Special Warfare Force (SWF, PN) - Headquarters

- SEAL Group (SEALG)
- Special Boat Group (SBG)
- Naval Diving Group (NDG)
- Naval Explosive Ordnance Disposal Group (NEODG)
- Combat Service Support Group (CSSG)
- NAVSPECOPNS Training and Doctrine Center (NSOTDC)

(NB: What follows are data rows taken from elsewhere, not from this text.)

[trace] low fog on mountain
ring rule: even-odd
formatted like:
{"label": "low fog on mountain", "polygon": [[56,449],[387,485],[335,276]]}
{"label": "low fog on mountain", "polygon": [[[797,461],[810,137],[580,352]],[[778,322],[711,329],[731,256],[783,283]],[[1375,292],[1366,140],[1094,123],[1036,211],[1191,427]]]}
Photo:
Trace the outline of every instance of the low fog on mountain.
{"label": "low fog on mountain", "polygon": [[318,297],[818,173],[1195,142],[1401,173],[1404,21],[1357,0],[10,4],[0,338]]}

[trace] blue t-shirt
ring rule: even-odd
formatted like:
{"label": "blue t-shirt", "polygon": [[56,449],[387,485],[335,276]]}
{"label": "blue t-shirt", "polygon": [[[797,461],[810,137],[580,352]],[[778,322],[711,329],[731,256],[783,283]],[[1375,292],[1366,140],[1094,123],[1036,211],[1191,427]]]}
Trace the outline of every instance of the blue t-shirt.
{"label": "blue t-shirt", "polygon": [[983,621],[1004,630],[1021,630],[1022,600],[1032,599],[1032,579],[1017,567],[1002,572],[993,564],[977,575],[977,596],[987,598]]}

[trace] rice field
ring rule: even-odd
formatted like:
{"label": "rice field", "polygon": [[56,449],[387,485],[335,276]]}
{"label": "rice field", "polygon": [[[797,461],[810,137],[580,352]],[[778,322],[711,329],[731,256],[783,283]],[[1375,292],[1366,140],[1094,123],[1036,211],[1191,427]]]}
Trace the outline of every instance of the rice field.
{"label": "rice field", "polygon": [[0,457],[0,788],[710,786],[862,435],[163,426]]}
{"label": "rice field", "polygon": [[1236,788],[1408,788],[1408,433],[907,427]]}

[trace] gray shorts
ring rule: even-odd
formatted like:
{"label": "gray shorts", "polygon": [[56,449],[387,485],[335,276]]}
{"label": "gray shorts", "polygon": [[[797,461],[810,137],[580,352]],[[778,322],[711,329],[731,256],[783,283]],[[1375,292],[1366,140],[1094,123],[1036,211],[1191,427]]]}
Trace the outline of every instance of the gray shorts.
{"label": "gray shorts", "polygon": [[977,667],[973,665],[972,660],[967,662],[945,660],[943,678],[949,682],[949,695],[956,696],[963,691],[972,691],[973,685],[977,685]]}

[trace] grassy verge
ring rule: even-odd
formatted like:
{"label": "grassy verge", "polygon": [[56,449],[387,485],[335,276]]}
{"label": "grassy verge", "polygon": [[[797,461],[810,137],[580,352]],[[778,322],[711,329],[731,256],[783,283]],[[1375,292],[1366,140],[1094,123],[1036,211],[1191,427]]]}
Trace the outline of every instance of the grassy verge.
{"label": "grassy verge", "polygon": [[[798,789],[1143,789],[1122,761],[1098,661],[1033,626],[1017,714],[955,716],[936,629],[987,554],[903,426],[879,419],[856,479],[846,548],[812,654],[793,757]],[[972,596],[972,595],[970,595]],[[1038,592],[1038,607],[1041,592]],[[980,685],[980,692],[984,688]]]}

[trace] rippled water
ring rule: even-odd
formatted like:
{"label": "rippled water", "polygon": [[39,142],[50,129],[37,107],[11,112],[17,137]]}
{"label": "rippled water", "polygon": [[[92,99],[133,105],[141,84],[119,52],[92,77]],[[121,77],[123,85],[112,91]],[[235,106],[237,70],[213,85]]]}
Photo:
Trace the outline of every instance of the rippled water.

===Naval Special Operations Units (NAVSOUs)===
Each unit is made up of 3 to 6 special operations and support teams, each of which have 8 sailors (1 officer, 7 enlisted).
- Naval Special Operations Unit 1 (NAVSOU1)
- Naval Special Operations Unit 2 (NAVSOU2)
- Naval Special Operations Unit 3 (NAVSOU3)
- Naval Special Operations Unit 4 (NAVSOU4)
- Naval Special Operations Unit 5 (NAVSOU5)
- Naval Special Operations Unit 6 (NAVSOU6)
- Naval Special Operations Unit 7 (NAVSOU7)
- Naval Special Operations Unit 8 (NAVSOU8)
- Naval Special Operations Unit 9 (NAVSOU9)
- Naval Special Operations Unit 10 (NAVSOU10)
- Naval Special Operations Unit 11 (NAVSOU11)

==Equipment==
SWF operators are known to use the HK416, M4 assault rifles, M60E5/E6 GPMG and M110A2 sniper rifle and night vision PVS-14s and PVS-31s, while some SEALs have been seen with Elbit Systems XACT NVGs.

10 fast boats were acquired by the unit in December 2020.